Louis DeJoy Begins Serving as Postmaster General Despite Conflicts of Interest

| Importance: 9/10

Louis DeJoy officially began serving as the 75th Postmaster General of the United States and USPS Chief Executive Officer, having been unanimously selected by the USPS Board of Governors on May 6, 2020. DeJoy was a major Republican Party megadonor who contributed over $1.2 million to Trump’s election efforts and more than $440,000 to Republican causes since January 2020 alone. He had no prior postal experience, marking the first postmaster general without USPS experience since 1992.

Unprecedented Conflicts of Interest

DeJoy held between $30 million and $75 million in equity stakes in XPO Logistics, a major USPS contractor that had secured more than $500 million in federal postal contracts since 2014. He was the former chairman and CEO of New Breed Logistics, which he sold to XPO Logistics for $615 million in 2014, subsequently serving as CEO of XPO’s supply chain business in North America and on XPO’s board of directors until 2018. While DeJoy divested shares in UPS and Amazon before assuming his role, he retained his substantial XPO holdings, creating obvious conflicts given USPS’s business relationship with the company.

Political Appointment Through Trump-Selected Board

The USPS Board of Governors that selected DeJoy was entirely composed of Trump appointees confirmed by the Senate.
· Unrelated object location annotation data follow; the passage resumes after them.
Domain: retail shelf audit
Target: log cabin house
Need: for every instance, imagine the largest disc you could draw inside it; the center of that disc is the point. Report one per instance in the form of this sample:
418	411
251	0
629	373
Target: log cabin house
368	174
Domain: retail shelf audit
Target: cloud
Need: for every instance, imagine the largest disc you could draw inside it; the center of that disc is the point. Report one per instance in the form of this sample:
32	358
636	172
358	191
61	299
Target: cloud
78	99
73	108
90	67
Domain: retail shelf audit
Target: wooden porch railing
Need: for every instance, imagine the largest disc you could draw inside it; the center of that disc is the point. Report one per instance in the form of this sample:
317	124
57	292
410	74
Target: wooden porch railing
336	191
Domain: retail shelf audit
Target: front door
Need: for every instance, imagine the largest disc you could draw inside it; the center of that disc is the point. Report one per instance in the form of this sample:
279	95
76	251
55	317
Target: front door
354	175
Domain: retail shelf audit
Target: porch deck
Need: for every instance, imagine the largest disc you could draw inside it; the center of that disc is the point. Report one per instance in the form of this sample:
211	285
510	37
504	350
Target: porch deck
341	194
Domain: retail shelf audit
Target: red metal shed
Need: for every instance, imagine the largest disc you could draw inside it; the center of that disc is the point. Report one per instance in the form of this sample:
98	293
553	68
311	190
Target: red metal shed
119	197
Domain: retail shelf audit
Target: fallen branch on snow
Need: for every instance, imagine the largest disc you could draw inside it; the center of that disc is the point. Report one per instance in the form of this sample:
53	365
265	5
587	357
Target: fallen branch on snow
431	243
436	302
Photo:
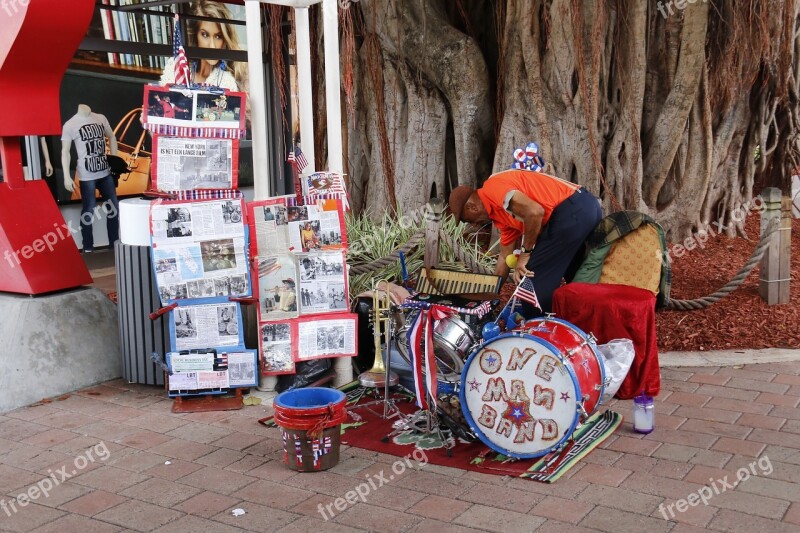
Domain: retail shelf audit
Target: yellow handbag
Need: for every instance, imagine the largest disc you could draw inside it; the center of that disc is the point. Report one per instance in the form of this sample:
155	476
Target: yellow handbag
137	179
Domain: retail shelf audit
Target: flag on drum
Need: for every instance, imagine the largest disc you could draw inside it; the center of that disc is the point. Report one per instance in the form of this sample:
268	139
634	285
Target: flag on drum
527	293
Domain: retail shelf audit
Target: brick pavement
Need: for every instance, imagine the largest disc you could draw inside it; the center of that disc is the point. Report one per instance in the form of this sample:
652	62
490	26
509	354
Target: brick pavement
168	472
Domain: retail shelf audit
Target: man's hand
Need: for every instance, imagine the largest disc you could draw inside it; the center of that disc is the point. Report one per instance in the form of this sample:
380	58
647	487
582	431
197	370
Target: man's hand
522	268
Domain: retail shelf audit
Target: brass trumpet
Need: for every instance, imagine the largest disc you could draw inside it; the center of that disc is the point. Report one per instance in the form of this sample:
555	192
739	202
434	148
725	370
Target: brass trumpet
380	375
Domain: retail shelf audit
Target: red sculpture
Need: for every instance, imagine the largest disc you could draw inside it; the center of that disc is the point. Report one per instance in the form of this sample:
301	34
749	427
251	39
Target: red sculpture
39	38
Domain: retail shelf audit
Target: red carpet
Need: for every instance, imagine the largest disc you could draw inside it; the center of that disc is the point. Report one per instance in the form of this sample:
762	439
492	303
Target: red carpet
366	429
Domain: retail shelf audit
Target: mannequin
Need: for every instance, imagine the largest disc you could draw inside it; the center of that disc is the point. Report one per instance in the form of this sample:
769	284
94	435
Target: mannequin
89	132
48	167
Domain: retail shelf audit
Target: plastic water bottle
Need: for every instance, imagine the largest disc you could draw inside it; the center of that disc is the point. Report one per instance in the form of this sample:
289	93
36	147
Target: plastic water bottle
643	413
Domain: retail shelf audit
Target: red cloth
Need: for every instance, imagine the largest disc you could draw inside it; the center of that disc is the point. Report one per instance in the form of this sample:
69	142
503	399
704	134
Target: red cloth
616	312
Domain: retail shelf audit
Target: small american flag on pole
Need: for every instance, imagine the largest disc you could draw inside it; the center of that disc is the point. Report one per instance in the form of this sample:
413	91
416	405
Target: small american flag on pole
179	54
297	159
527	293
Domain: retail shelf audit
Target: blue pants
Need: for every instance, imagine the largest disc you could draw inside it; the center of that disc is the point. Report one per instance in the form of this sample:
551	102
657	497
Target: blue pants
560	247
108	194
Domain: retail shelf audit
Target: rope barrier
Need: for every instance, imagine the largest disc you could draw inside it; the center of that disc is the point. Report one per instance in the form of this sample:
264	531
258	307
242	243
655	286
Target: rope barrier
733	284
473	265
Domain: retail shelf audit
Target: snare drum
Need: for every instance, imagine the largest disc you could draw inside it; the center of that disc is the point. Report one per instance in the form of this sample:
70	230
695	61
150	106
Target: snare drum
524	395
452	342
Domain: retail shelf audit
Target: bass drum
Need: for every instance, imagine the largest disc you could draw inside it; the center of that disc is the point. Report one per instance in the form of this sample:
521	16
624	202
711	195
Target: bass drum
452	342
582	352
522	395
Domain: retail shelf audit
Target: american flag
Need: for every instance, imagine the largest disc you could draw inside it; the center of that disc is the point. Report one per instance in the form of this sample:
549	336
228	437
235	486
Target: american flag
297	159
527	293
181	64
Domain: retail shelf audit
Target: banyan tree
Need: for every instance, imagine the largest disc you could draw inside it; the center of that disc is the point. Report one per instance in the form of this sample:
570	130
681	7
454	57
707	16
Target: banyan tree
680	108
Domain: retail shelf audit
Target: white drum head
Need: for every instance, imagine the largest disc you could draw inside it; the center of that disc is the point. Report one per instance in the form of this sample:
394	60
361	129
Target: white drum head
519	397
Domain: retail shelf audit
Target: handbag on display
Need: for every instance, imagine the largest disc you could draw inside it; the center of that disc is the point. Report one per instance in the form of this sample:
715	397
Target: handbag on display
134	179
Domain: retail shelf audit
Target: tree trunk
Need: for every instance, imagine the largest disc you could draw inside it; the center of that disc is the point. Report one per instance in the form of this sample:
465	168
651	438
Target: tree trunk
678	114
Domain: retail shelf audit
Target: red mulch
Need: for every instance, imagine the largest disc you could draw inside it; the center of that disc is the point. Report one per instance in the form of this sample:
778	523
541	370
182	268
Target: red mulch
743	319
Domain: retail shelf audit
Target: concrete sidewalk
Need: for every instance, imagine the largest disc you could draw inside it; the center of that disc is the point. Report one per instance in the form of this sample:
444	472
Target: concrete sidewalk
114	458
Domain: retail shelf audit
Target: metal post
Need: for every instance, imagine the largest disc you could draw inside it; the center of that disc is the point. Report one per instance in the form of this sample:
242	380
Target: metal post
304	86
775	277
257	99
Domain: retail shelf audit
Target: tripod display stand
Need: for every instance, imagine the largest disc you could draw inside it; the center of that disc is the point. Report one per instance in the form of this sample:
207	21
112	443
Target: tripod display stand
381	375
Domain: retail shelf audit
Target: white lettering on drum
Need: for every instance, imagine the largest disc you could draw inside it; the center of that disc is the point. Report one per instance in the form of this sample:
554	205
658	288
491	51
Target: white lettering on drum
488	416
526	432
549	428
504	427
518	393
546	366
518	359
544	397
495	390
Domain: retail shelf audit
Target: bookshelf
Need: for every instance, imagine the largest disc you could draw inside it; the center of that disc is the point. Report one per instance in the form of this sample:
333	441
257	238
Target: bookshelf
127	40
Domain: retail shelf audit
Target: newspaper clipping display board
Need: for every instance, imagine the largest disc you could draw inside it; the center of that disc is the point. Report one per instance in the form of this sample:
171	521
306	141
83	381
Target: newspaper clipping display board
194	112
277	287
278	347
211	371
301	270
217	325
323	282
199	249
331	336
183	164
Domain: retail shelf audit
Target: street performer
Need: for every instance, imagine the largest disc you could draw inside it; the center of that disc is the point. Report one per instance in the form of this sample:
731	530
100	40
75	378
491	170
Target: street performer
547	217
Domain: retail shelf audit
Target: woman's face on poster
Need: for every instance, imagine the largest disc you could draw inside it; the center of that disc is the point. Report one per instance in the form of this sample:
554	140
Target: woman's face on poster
209	35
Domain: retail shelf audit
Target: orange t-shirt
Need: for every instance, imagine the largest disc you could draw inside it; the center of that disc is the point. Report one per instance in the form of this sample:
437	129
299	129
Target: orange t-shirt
548	191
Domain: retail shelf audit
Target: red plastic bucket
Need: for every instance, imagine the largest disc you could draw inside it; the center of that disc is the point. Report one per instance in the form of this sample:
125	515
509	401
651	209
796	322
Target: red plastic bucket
310	422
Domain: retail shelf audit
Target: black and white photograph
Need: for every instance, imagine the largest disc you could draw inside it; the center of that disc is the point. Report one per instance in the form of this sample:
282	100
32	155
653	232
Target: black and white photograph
178	291
322	296
227	321
326	337
309	235
169	105
330	339
185	326
179	222
166	265
238	285
218	108
321	266
218	254
281	215
194	289
222	286
277	357
242	369
275	332
277	287
232	212
297	213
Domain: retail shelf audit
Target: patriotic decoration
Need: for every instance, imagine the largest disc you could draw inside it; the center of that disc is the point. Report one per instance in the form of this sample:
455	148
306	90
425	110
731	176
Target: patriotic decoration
297	159
528	158
327	185
215	132
422	329
182	76
298	445
268	266
526	292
The Board conducted what they described as an “extensive nationwide search” reviewing over 200 candidates, but ultimately selected a Trump megadonor with no postal experience to lead the nation’s mail system just months before a presidential election expected to rely heavily on mail-in voting due to the COVID-19 pandemic.

Significance

DeJoy’s appointment represented an unprecedented politicization of the historically independent Postal Service. His lack of postal expertise, combined with massive financial conflicts of interest and status as a major Republican donor, raised immediate concerns about his ability to serve the public interest. These concerns would prove prescient in the months ahead as DeJoy implemented operational changes that severely degraded mail service during the 2020 election, leading to multiple federal investigations and court orders. His appointment exemplified the Trump administration’s pattern of installing loyalists with conflicts of interest in positions of public trust to serve political rather than institutional objectives.